The success of any vehicle program lies above all in its beginning and whether the right choices were made when selecting a concept to proceed with. The increasing number of models and variants combined with architecture options leads to an overwhelming amount of possibilities to pick from. Thus, having the assessment as accurate as possible is becoming critical in order to predict the consequences of such choices. Further, concept engineers have a very short time to perform evaluations, very limited data so early in the development and many conflicting requirements to fulfill. Finding optimal designs at concept stage requires synchronized performance assessment across multiple disciplines. And yet architects and domain experts often work in isolation/silos resulting in little sharing and reuse of knowledge, achieving only suboptimal designs.
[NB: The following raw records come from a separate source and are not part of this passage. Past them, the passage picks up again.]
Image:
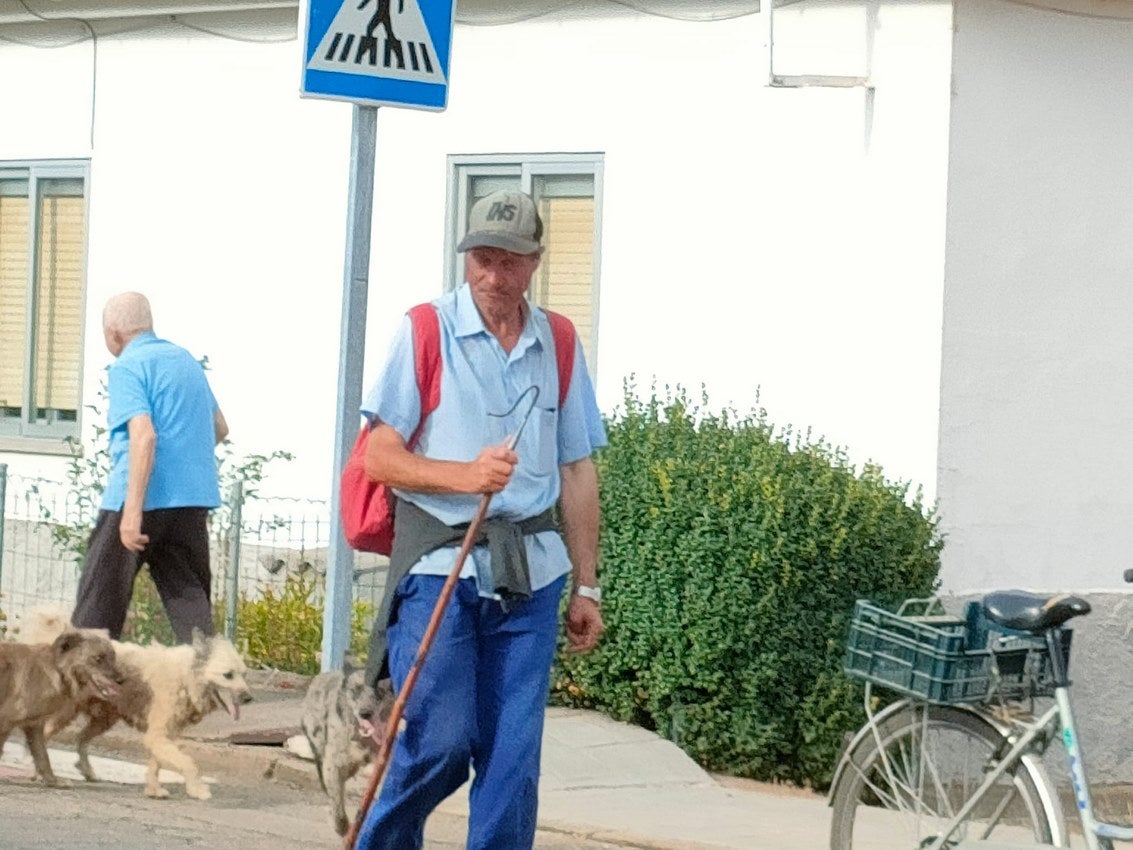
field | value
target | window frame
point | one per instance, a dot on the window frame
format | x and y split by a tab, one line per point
527	167
25	434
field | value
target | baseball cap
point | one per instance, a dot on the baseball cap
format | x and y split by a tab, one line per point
504	220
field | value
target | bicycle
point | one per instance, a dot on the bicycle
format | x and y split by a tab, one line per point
957	763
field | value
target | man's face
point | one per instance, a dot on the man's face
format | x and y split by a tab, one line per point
499	278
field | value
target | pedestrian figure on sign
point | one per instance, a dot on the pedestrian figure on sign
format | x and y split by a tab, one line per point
368	43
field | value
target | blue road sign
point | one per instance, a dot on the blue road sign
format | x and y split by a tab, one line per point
378	52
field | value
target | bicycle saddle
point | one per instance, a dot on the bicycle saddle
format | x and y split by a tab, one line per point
1030	611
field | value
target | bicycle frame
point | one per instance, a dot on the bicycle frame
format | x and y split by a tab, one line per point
1098	834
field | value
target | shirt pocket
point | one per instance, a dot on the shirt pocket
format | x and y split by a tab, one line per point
538	450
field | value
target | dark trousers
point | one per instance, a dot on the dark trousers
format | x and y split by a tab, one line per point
478	703
178	558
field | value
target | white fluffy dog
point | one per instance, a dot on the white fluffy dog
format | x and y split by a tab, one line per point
165	690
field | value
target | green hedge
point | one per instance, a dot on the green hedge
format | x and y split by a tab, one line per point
731	558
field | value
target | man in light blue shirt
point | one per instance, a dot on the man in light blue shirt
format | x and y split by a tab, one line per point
163	424
480	696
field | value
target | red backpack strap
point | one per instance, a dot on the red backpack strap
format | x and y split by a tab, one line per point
562	331
426	362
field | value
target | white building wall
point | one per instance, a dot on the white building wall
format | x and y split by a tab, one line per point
1036	476
751	238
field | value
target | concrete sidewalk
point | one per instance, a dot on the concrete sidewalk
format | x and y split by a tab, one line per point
602	780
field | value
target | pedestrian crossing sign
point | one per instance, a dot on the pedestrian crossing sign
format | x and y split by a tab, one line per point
378	52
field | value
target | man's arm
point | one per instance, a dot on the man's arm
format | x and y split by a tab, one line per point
581	517
389	461
143	445
220	425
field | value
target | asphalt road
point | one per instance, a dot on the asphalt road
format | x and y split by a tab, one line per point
263	816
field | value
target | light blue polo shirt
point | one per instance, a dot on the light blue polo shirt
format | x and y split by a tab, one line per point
154	376
479	382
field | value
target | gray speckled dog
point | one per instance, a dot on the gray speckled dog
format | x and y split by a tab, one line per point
343	720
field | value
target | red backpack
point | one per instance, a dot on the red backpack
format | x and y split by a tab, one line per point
366	506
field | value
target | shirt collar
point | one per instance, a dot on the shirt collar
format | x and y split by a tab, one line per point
468	321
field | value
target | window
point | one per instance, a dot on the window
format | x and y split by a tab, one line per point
568	193
42	273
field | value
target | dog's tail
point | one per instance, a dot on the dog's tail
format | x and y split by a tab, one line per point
43	623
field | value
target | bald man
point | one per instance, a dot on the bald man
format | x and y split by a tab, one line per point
164	424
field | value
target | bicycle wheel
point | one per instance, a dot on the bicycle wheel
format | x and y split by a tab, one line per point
901	795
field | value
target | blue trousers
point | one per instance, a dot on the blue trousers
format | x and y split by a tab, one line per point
478	703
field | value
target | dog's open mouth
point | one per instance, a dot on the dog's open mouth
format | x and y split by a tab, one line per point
107	688
367	730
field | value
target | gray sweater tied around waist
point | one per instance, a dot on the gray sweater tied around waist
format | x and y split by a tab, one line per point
416	533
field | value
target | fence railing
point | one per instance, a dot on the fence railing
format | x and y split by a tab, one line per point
269	562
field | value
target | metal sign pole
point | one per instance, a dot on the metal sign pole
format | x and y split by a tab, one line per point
339	598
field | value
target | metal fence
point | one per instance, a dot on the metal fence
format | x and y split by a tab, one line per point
267	577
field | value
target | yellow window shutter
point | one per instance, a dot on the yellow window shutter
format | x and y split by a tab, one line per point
14	234
565	279
59	302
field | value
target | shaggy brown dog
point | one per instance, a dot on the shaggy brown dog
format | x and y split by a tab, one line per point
42	680
165	689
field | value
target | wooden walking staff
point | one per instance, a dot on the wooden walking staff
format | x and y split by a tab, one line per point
399	705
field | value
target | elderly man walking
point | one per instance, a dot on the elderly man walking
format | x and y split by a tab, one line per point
479	699
164	425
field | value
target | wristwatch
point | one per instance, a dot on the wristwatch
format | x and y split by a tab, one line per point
590	593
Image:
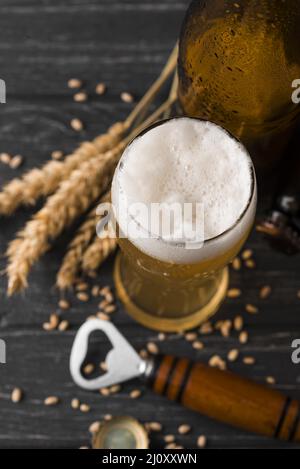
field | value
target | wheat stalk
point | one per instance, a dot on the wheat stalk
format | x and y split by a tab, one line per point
44	181
71	200
72	261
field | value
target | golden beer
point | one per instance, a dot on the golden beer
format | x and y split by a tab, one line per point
174	287
238	61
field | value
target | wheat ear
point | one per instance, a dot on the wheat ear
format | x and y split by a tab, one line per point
44	181
72	261
71	200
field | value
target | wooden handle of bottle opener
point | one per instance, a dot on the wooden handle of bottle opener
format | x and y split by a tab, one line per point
226	397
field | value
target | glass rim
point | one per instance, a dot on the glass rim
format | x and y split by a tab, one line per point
208	241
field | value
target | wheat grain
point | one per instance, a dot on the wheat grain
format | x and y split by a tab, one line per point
98	251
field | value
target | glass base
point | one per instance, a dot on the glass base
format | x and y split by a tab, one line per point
168	324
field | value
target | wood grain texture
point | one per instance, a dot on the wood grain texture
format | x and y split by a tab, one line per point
124	43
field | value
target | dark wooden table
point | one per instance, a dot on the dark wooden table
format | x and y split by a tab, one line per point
124	43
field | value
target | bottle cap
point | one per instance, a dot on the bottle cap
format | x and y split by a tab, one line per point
121	433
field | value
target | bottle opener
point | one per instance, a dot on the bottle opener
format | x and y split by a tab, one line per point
218	394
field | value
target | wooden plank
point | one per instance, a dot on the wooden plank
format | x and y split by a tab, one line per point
125	44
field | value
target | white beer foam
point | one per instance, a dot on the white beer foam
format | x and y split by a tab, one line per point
187	161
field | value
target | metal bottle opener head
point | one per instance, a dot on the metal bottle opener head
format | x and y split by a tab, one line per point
123	363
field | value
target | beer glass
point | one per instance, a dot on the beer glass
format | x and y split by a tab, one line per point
168	285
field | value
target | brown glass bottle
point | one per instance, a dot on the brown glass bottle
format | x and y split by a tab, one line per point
237	64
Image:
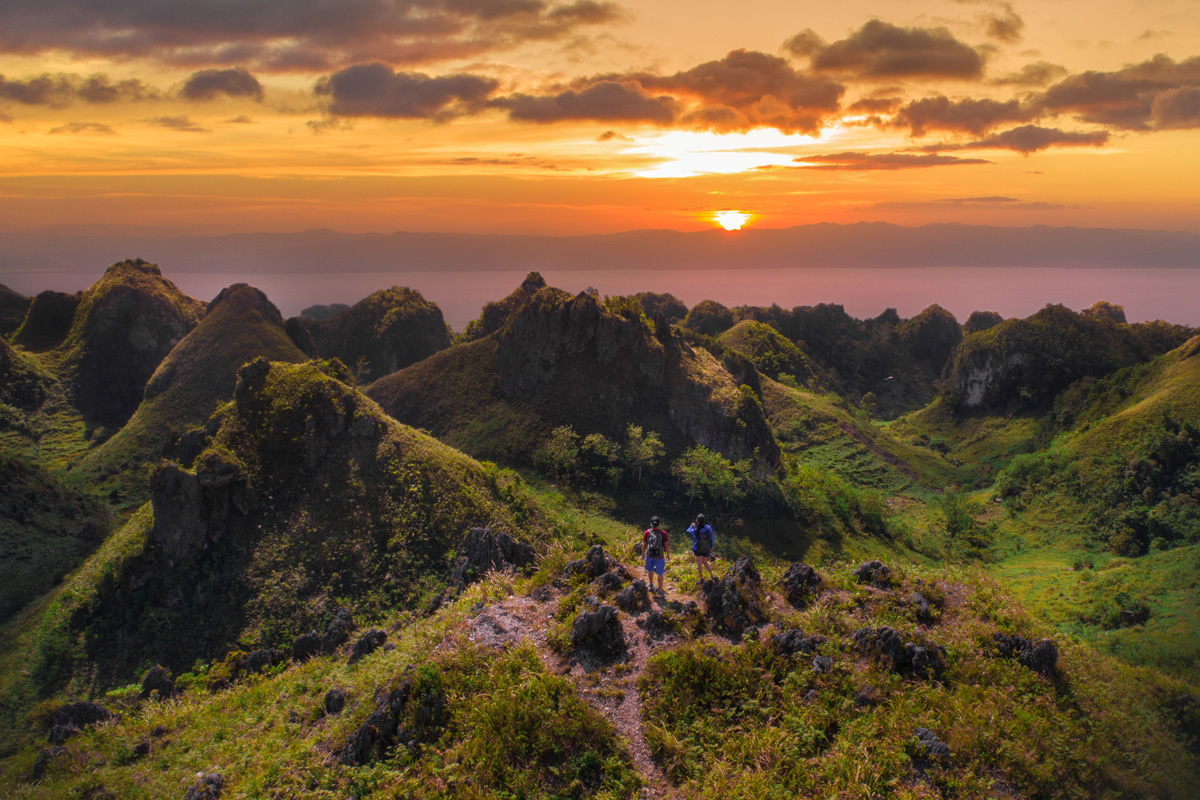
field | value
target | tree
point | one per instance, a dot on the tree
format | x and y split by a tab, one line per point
705	471
642	451
561	452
The 3DEXPERIENCE platform provides an environment that enables engineers to manage the complexity of early vehicle design choices. The collaborative environment brings together all processes, expertise and data gained from previous programs, or newly acquired through smart methods.
The Model-Based Systems Engineering approach provides structure in the development process, traceability and early insight into system interdependencies. Initial customer requirements are managed and propagated as specifications for each phase of development, from concept to detailed designs. Common data models between design and simulation and integration between different domains and scales (0D-3D) enable easier setup for holistic multidisciplinary performance evaluation. The tools to create and manage accurate predictive models facilitate carryover and reuse of gained expertise from older programs and existing design workflows. Usage of adaptive DoE, optimization technologies and machine learning helps to resolve conflicts between performance targets and discover optimal designs. Interactive design explorers, reusable workflows for non-expert users enabled by fast running simulations help designers understand the impact of design changes earlier. Web-based interactive dashboards and ranking algorithms for trade-off analysis support collective decision making.
The Performance Driven Architecture Industry Process enables companies to deploy multi-disciplinary trade-offs for conceptual, system and vehicle architecture to optimize the overall vehicle performance and quality and to identify risks and issues earlier, thus establishing a continuous process of product improvement.